Oct. 23, 2012
Jesus’ most famous parable in Luke 15 tells the story of a rebellious young man usually dubbed “the Prodigal Son” who demanded his share of his father’s inheritance while his dad was still alive, shameful enough, but then went off into “the far country” to squander it on riotous living. A modern-day prodigal and his mother have written their story, telling parallel stories from each one’s perspective. The son’s “far country” included drug dealing, living it up as a party animal, and gay promiscuity leading to a diagnosis of AIDS. But God brought both mother and son out of the far country to Himself.
Because I am privileged to walk with a number of people out of their own personal “far countries” of homosexuality, Out of a Far Country was a compelling read for me. But because I am also a mother, Angela Yuan’s testimony of trusting Christ and then entrusting her beloved son into His hands again and again as a faithful prayer warrior, was deeply encouraging as well.
I was reminded of several lessons on prayer through this book.

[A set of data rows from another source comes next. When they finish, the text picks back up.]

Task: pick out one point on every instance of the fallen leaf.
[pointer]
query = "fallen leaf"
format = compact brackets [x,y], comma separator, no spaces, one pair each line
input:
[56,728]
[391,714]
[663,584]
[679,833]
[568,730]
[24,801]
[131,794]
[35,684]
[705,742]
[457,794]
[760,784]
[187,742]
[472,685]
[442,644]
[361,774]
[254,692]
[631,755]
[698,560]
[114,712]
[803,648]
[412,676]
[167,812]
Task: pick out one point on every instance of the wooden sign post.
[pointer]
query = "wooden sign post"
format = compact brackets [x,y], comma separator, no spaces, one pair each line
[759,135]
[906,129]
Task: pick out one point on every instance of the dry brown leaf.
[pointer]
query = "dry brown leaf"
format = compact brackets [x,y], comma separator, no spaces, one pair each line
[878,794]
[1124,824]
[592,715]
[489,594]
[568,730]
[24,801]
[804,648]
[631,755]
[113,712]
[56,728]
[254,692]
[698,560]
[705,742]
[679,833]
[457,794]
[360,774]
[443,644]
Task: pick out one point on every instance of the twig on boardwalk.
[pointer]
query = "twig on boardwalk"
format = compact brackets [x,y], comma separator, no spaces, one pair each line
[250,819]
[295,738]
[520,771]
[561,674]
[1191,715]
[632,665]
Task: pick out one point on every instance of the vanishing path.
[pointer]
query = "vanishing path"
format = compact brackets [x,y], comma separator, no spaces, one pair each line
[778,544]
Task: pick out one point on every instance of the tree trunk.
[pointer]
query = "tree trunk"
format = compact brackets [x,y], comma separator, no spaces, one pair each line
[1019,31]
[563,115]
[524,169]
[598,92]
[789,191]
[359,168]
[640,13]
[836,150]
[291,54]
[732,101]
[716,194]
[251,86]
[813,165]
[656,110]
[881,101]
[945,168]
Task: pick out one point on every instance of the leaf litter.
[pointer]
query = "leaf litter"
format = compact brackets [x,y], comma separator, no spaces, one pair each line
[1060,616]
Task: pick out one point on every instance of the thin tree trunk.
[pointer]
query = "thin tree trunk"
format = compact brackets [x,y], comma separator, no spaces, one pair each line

First, it’s better to pray big than to try to micro-manage the outcome. Angela continued to relinquish her own desires for her son to the Lord’s better plan, which was for Christopher to walk in his true identity as a beloved child of a loving heavenly Father. When her son was angry and rebellious, she kept her eyes focused on the Lord instead of Christopher. She writes, “I started fasting and praying, asking God for wisdom and discernment. I had no idea what it would look like, but I had a clear sense that Leon and I needed to step aside and get out of the way so that God could work in Christopher’s life.”
When Christopher was three months away from graduating from dental school, he learned he was expelled because of his foolish, illegal and sinful choices. His parents went to meet with the dean. Both the dean and the son expected the senior Yuans to put pressure on the school, but instead, Angela said, “Actually, it’s not important that Christopher becomes a dentist. What’s important is that Christopher becomes a Christ follower. Leon and I have flown down to Louisville to tell you”—I looked over at Leon—”that we will support whatever decision you make. I only pray that my son will turn to God.”
And he did. It didn’t happen until he was incarcerated for his drug dealing, but God answered the far more important prayer.
Second, let go of your time line. We are such impatient people! We start praying and we want God to answer in the next day. Or week. Or month. But while He is at work behind the scenes, unscrambling the mess we tend to make of our lives, we don’t think He is listening or answering. Angela prayed for years for God to bring Christopher out of the far country, and when He did, it was glorious. Christopher went from prison, where he met the Lord Jesus, to Moody Bible Institute, and then graduate school at Wheaton College, and now has a worldwide ministry telling his/their story and bringing great glory to God in the process.
Third, prayer is essential for the spiritual battles against the forces of darkness. Christopher’s choices to engage in ongoing sexual sin, drug use and wild living went hand-in-hand with a spirit of rebellion and a strong delusion. Both of these involve demons, because his sinful choices opened up doorways to demonic influence. The Yuans’ book provides plenty of examples of the spiritual blindness that resulted. But Angela’s faithful time in the Word of God and intercessory prayer tore down the strongholds that held her son captive to his fleshly desires and his spiritual bondage. She turned a shower stall into her prayer closet, where she spent literally hours every day immersing herself in the Bible and prayer.
Fourth, remain thankful. When Christopher called his parents to tell them that he had been arrested and was in jail, Angela recognized this as the answer to her frequent prayer: Lord, do whatever it takes to bring this prodigal son out of that far country to you. For the first time in years, she knew that where her son was, and that he was safe. She grabbed a length of adding machine tape and wrote down that blessing. And then, as God unfolded His glorious plan for drawing Christopher to Himself and then redeeming the pain of his rebellion, she kept adding to the blessing list over the years. When I heard her tell her story at an Exodus International conference several years ago, she held up her rolled-up blessings list and let it drop: it’s about six feet long! Christopher tells me it’s almost full on the second side as well. Choosing to focus on the ways in which God continues to bless us in the midst of suffering, developing an attitude of gratitude, keeps us from losing heart in a hard situation.
Fifth, persistent prayer changes the one praying. Desperation for her son drove Angela Yuan to an incredible intimacy with her Savior. Her daily time in His word and her gift of intercessory prayer drew her heart ever closer to Him. Out of the Far Country isn’t just a story of a mother’s and son’s spiritual journey, it is an inspiration to “always pray and not give up” (Luke 18:1).